Answer
What is .docignore? Keeping internal files out of shared docs
A .docignore file tells your documentation portal and MCP server which files to never render, index, or return — like .gitignore, but for docs you share. Here's what it is and how to use it.
The short answer
A .docignore is a file (same syntax as .gitignore) that lists documentation files which should never be rendered, indexed, or returned over an MCP server — so internal files like CLAUDE.md, secrets, and drafts stay out of anything you share. In Miradorly, files matched by .docignore are genuinely absent from the portal, full-text search, and MCP results for every user and role — not just hidden in the UI. It's how you safely share a repo's docs with clients without leaking the internal ones.
When your documentation and your internal notes live in the same repo, sharing gets dangerous: how do you show a client the project docs without also exposing CLAUDE.md, secrets, or half-finished drafts sitting in the same folders? That's what a .docignore is for.
The definition
A **.docignore is a file that lists documentation paths to exclude from rendering, search, and MCP**. It uses the same glob syntax as .gitignore. Anything it matches is never shown in the portal, never appears in full-text search, and is never returned over the MCP server — for every user, regardless of role.
.docignore vs .gitignore
They look identical and serve parallel purposes for different systems:
.gitignore | .docignore | |
|---|---|---|
| Controls | What git tracks | What your docs portal/MCP expose |
| Effect | File not committed | File committed but not shared |
| Lives in | Repo root / folders | Repo root / folders |
| Syntax | Globs | Globs (same) |
The key insight: a file can be tracked by git (you want it versioned) but excluded from sharing via .docignore. Your internal docs stay in the repo with everything else and simply never leave the team.
What it looks like
# .docignore — never rendered, never indexed, never returned over MCP
# Agent/config files
CLAUDE.md
.cursorrules
# Secrets and credentials
**/secrets/**
*.env
*.key
# Work in progress
drafts/
*.internal.mdWhy "never indexed" matters
There's a meaningful difference between hidden in the UI and never indexed. If a file is merely hidden, it can still leak through search or an AI agent's tool call. With Miradorly, .docignore-matched files are genuinely absent from the index — so they can't surface in portal search or in MCP results, no matter who asks or what role they have.

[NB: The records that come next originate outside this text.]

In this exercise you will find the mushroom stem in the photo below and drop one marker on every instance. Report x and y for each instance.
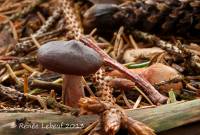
(72, 90)
(153, 94)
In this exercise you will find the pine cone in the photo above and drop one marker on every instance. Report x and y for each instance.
(171, 17)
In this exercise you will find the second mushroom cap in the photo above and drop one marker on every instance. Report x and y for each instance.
(69, 57)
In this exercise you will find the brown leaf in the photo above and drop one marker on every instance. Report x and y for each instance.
(155, 74)
(134, 54)
(111, 121)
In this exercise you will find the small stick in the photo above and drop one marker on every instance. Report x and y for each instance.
(126, 100)
(12, 74)
(28, 68)
(137, 102)
(143, 95)
(133, 43)
(87, 87)
(35, 41)
(25, 83)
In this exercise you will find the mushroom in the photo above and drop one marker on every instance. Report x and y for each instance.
(73, 59)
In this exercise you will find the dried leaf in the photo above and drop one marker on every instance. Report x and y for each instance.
(138, 128)
(155, 74)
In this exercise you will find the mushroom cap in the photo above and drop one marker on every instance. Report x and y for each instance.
(69, 57)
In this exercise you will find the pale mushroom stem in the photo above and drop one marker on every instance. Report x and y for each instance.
(72, 90)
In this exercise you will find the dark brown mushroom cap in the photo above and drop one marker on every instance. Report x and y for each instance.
(69, 57)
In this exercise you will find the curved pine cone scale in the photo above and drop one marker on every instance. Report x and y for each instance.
(172, 17)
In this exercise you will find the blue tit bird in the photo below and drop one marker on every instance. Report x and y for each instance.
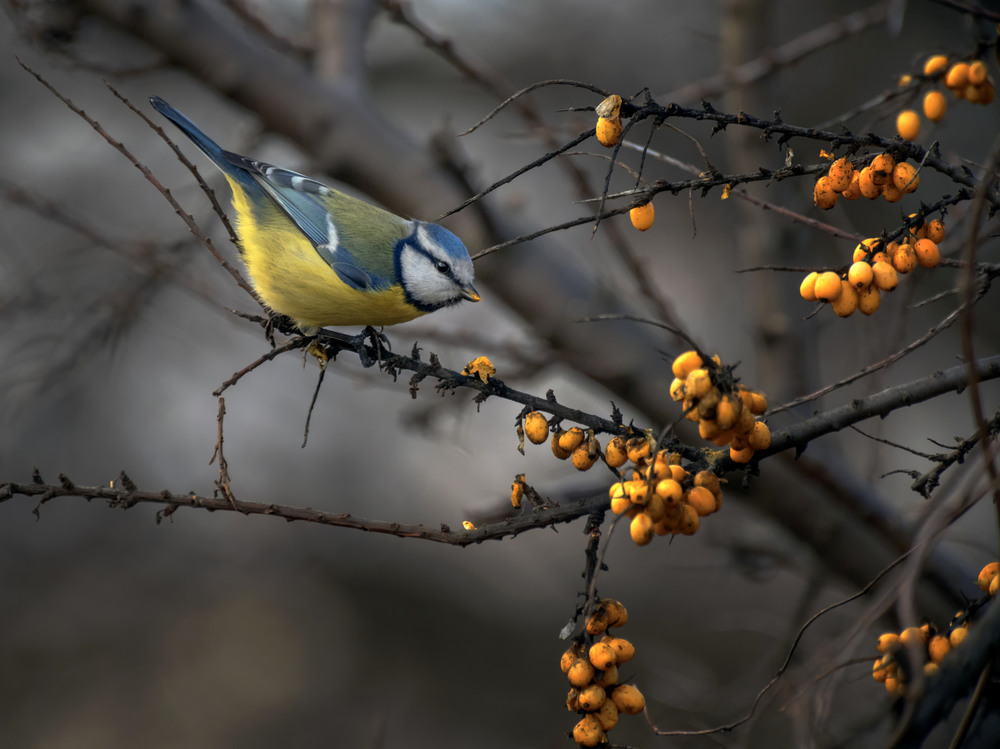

The internal file effectively doesn't exist for any shared surface.
How it works across the three surfaces
In Miradorly, one .docignore governs all three places docs are exposed:
- Portal — matched files aren't rendered.
- Search — matched files aren't in the search index.
- MCP — matched files are never returned to an AI agent (role-aware MCP).
One rule, every surface — so there's no gap where an internal file slips through one channel but not another.
Practical tips
- Put a
.docignoreat the repo root and add folder-level ones if needed. - Exclude agent/config files (
CLAUDE.md,.cursorrules) by default — clients don't need them and they can reveal internal process. - Exclude
drafts/so work-in-progress never shows up as if it were finished. - Review it when you add a new internal doc type.
Bottom line
.docignore is the small file that makes it safe to keep internal and client-facing docs in the same repo: it tells your portal and MCP what to never render, index, or return. Like .gitignore for the docs you share — and the reason you can connect a client (or their AI agent) to your documentation without leaking the parts that should stay internal.
Frequently asked questions
What is a .docignore file?
It's a list of documentation files to exclude from rendering, search, and MCP — using the same glob syntax as .gitignore. Anything it matches is never shown in the portal or returned to an AI agent, for any user.
How is .docignore different from .gitignore?
.gitignore controls what git tracks; .docignore controls what your documentation portal and MCP expose. A file can be committed to the repo (tracked by git) but excluded from sharing via .docignore — exactly what you want for internal docs that live in the same repo.
What should go in a .docignore?
Internal-only files: CLAUDE.md and agent config, secrets and credentials, drafts, and any *.internal.md notes. Anything a client or a client's AI agent should never see.
Does .docignore affect the MCP server too?
Yes — that's the point. In Miradorly, .docignore-matched files are never indexed, so they can't appear in portal search or in MCP results, regardless of who connects or their role.